Wednesday, September 13, 2006

This is an article I wrote in 2004 (before the word "blog" had entered my vocabulary.) I was reminded of it the other night when someone looked at my three little boys and once again I heard the words "so, you're busy." Although I only had two at the time of writing this, not much has changed in my perspective. Enjoy.

“So, You’re Busy!”
by Talena Winters

“So, you’re busy,” I hear, for the fourth time that day. This time, it comes from the matronly lady at the Wal-Mart checkout, as she eyes four-month-old Noah in the stroller, and 20-month-old Jude perched precariously on top of it.I am trying to rummage through my purse with one hand, looking for my debit card, while preventing Jude from toppling to the floor with the other, as he is fearlessly reaching toward the debit machine because he likes “helping Mommy with the buttons.” I smile at the clerk, and say, “But in a good way,” finish paying for my goods, and mercifully get to leave the store behind, with its many temptations for little fingers.

I am never quite sure how to respond to that comment.

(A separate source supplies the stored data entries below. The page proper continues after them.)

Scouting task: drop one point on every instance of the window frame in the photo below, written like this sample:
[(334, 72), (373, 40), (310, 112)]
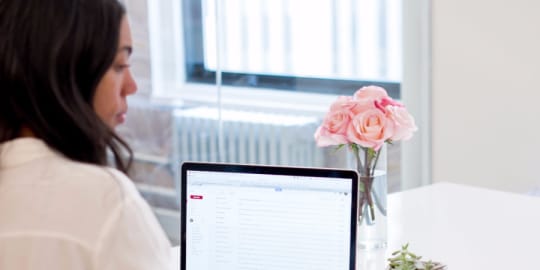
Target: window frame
[(195, 71)]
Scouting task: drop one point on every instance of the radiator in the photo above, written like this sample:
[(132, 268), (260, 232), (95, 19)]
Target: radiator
[(246, 137)]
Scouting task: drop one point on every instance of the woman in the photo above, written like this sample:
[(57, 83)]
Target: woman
[(64, 79)]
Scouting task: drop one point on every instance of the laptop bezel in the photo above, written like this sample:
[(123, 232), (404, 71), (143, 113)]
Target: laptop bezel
[(267, 169)]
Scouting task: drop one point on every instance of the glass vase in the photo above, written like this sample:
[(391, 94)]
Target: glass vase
[(372, 192)]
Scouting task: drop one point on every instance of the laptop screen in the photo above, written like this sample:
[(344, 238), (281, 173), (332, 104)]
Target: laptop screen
[(259, 217)]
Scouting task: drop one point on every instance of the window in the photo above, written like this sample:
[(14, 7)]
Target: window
[(322, 46)]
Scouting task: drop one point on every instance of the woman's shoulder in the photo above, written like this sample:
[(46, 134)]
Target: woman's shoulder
[(107, 183)]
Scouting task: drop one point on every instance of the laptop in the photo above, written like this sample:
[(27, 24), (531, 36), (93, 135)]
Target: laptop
[(237, 216)]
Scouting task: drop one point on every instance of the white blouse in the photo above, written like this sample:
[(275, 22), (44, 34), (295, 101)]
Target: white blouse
[(59, 214)]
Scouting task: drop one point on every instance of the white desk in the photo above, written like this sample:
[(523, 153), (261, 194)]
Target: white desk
[(463, 227)]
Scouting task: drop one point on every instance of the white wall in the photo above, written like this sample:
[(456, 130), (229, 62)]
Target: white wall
[(486, 93)]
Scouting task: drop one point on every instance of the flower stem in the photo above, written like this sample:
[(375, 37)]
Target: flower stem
[(375, 162)]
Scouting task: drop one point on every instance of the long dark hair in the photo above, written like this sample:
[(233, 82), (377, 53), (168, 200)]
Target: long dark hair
[(53, 54)]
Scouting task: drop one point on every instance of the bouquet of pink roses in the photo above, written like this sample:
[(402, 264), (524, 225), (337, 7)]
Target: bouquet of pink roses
[(364, 122)]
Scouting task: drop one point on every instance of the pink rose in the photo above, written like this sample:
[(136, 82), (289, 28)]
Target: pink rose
[(403, 122), (376, 95), (370, 128), (333, 130)]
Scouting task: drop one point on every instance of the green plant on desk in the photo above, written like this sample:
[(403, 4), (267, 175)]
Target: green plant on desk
[(405, 260)]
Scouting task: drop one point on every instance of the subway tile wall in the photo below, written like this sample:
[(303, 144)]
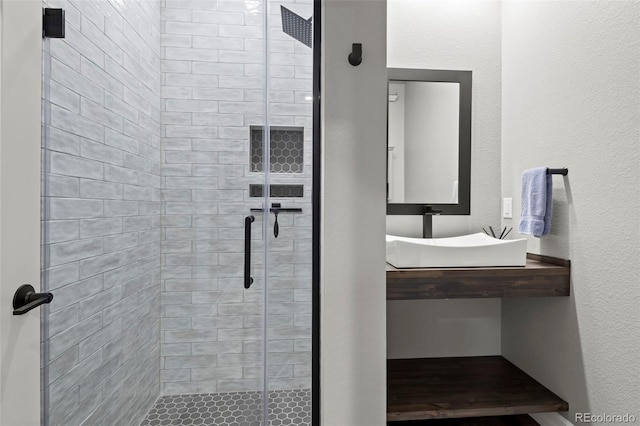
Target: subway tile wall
[(102, 213), (212, 92)]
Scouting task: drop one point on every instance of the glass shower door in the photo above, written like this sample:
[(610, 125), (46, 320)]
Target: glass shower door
[(289, 235), (166, 127)]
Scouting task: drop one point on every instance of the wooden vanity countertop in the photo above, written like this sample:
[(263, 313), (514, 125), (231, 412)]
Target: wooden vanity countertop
[(543, 276)]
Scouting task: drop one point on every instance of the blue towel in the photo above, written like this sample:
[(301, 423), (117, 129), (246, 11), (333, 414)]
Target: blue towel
[(535, 217)]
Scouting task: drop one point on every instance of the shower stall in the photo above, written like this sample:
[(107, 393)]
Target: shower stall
[(167, 126)]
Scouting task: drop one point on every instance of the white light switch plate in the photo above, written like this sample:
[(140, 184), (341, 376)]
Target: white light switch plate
[(507, 208)]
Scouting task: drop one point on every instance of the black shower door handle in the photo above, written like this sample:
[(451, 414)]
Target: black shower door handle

Are people saying I am crazy to have chosen to have two children, only sixteen months apart? Or are they secretly trying to discover if I have chosen this? Are they commenting on the energy little boys are known to have, and imagining if it were them trying to keep up? Or simply trying to express empathy for the “harried mother?” So many things that could be wrapped up in one innocent sentence.

Yes, I have to admit, there are days when I look back at my life “before children” and wonder what I did to keep myself occupied. I remember that I was always busy then, too. Busy with trying to get my home-based business to succeed. Busy in indulging my own pleasures. Busy with trying to accomplish dreams that seemed so important. Always working at my busy-ness, all day long, afraid of what would happen if I ever slowed down for just a moment and reviewed what all of it was accomplishing.

I question, now, as I examine my life, why I always felt so much “busier” then, and why I am so much happier, now. If busy-ness can be equated with the amount of work and personal projects one can cram into a day, am I really busy?

No mother can deny the amount of work it takes to shape young lives into something of value—to focus and direct the boundless energy, imagination, and enthusiasm that each child carries in their little heart. But do you really consider it work to explain, for the “nth” time, that they need to apologize when they hurt someone, the first time you see them do it voluntarily? Do you really count all the times you’ve named that colour, or letter, or animal, when they finally recognize it and name it themselves, and pride fills your heart at your young genius? Are the acts of discipline you have to hand out regretted when you see your child spontaneously perform an act of kindness and empathy for someone else? Do not a simple hug and kiss erase all the frustrations of the day?

The quality of my busy-ness has changed since becoming a mother. To spend my days instructing my children, loving them, and encouraging them, seems of much more worth than the vain and selfish pursuits I used to partake in. Perhaps this is what the outsider who comments on my daily life is seeing—the self-denial it takes to be a mother, regardless of the number or age of your children. You no longer have the time to be selfish. Perhaps they are secretly relieved it is not them, and admiring of someone who would be willing to give up so much of themselves to further the species.

As for myself, I do not begrudge these days that are filled with the rearing of two little boys. Although they are still so young, I already know in my heart that it passes far too quickly, and soon enough my young fledglings will grow up and fly from the nest. Then, I will have all the time I need—forty years or more, most likely—to pursue all of the things that I have had to set aside right now. I will probably look back with longing on the days when my sons were small enough to fit in a stroller, labeling them “good ol’.”